Обломки
Шрифт:
Обеспокоенный ее молчанием, Виктор резко поднял голову.
— Что с тобой? Почему ты молчишь?
— Да так, задумалась.
Но запрокинутое растерянное лицо вопрошало: она ласково прижала его веки кончиками пальцев. Только что она разыгрывала из себя мещаночку, а теперь внутренний голос твердил ей: «Через час ты вернешься в свою прекрасную квартиру, будешь есть с дорогого фарфора, спать под шелковым балдахином», — и радость ее сразу померкла. Но пока за эти пять минут она успеет еще побыть настоящей мещаночкой; в этой холодной и темной комнате сидели сейчас двое — унылая жена и озабоченный муж, настоящая жена, связавшая свою судьбу, повенчанная с этим уродцем, чьи поцелуи вызывали и ней дрожь отвращения. Она зарыдала.
— Я такая несчастная… я… я…
Виктор в испуге вскочил с колен, обнял ее.
— Да что с тобой? Ты что-то от меня скрываешь.
— Нет, не скрываю. Я не хочу, чтобы у тебя были неприятности, я достану денег.

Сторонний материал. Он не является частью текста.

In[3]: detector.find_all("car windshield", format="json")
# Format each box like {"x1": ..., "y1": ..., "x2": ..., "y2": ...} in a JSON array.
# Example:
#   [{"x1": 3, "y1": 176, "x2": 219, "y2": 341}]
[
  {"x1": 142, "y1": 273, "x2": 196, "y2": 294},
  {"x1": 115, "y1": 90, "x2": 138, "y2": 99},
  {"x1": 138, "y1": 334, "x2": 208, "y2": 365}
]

— И из-за этого ты плачешь, Анриетта?
Он даже затрепетал всем телом от волнения, сжал ее
— Пусти, пусти меня, ты меня задушишь (она вытерла слезы). Слушай, сестра обещала мне помочь. Возможно, даже сегодня вечером, — по крайней мере, я надеюсь, что сегодня, — я сумею послать тебе нужную сумму.
— Какая ты добрая, ты даже не знаешь…
— Не благодари меня, Виктор. Нет, я эгоистка, у меня нет ни настоящих забот, ни настоящих потребностей…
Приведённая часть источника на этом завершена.